The slow increase in income may be attributed to the mobility restrictions imposed by the government to prevent the spread of Covid-19 to more Filipinos.
Socioeconomic Planning Secretary Karl Kendrick T. Chua said the poverty rate increased due to the quarantines. He noted that regions with stricter quarantines saw higher poverty incidence.
Chua said poverty incidence in Regions 3, 4-A, and 7 increased by over four percentage points. The poverty incidence in NCR also increased by around 1.2 percentage points.
Meanwhile, Chua said five regions with lesser quarantine restrictions recorded lower poverty. These are the Bangsamoro Autonomous Region in Muslim Mindanao (BARMM), Regions 8, 9, 11, and the Cordillera Administrative Region.
Chua also said BARMM saw the largest poverty reduction of 17.4 percentage points, which reflected “the progress made on the peace process.”

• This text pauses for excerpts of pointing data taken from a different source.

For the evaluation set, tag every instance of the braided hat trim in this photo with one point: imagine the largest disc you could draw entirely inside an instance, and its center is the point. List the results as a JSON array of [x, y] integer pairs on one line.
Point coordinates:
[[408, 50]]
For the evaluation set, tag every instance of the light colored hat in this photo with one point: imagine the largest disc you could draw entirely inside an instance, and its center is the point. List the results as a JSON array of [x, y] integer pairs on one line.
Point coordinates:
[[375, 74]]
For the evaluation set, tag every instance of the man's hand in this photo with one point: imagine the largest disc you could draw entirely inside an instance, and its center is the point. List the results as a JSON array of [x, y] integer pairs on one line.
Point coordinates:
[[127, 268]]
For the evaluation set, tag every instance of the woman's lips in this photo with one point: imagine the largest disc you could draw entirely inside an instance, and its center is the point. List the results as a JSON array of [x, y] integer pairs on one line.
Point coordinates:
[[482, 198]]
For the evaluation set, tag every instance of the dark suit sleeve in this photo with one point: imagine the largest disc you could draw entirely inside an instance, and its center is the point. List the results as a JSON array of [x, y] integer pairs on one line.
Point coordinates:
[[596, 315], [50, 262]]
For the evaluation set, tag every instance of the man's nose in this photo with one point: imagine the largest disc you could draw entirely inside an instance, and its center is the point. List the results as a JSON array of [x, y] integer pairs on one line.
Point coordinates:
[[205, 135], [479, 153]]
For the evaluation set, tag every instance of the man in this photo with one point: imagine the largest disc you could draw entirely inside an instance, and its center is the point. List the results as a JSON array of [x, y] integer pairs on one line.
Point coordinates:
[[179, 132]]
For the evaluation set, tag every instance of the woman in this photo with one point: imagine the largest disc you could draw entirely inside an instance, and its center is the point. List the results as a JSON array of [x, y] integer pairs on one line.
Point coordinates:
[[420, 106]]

“With stronger growth in the second half of 2021 as we further relax restrictions and increase the vaccination rate, we can expect poverty incidence to decrease,” Chua said.
Chua said in order to address the increase in the country’s poverty incidence, the Duterte administration must be able to restore jobs and bring more people out of poverty.
The government hopes to do this through the Economic Development Cluster’s 10-point policy agenda to further accelerate and sustain recovery.
The 10-point policy agenda covers the following areas: 1) metrics; 2) vaccination; 3) health-care capacity; 4) economy and mobility; 5) schooling; 6) domestic travel; 7) international travel; 8) digital transformation; 9) enacting a pandemic flexibility bill; and 10) medium-term preparation for a pandemic resilience.
“Covid-19 has tested our resolve to achieve the Ambisyon Natin 2040, but we will not waver in our goal to provide a better life for all Filipinos. We remain committed to building a stronger and more inclusive economy, where everyone, especially the poor, is provided equal opportunities to succeed,” Chua said.
“We end this year on track to an early recovery. Our growth prospects are encouraging. As we collectively strive towards our 2040 vision, the poor will be at the center of our recovery and development strategy. No one will be left behind,” he stressed.
Part of these efforts is the implementation of the PhilSys or the National ID program to provide every Filipino with a unique and digitalized proof of identity.
As of December 10 of this year, Chua said, 50 million Filipinos registered in Steps 1 and 2 of the National ID program.
The Land Bank of the Philippines also opened more than 6.7 million bank accounts among low-income registrants. This will help, Chua said, in moving closer to achieving a 100 percent financial inclusion at the family level.
Chua said a fully digital ID system would allow the government to more efficiently target beneficiaries for social protection programs and directly deposit cash assistance to their bank accounts.
This will also transform how the government delivers social and financial assistance and help lift more Filipinos out of poverty.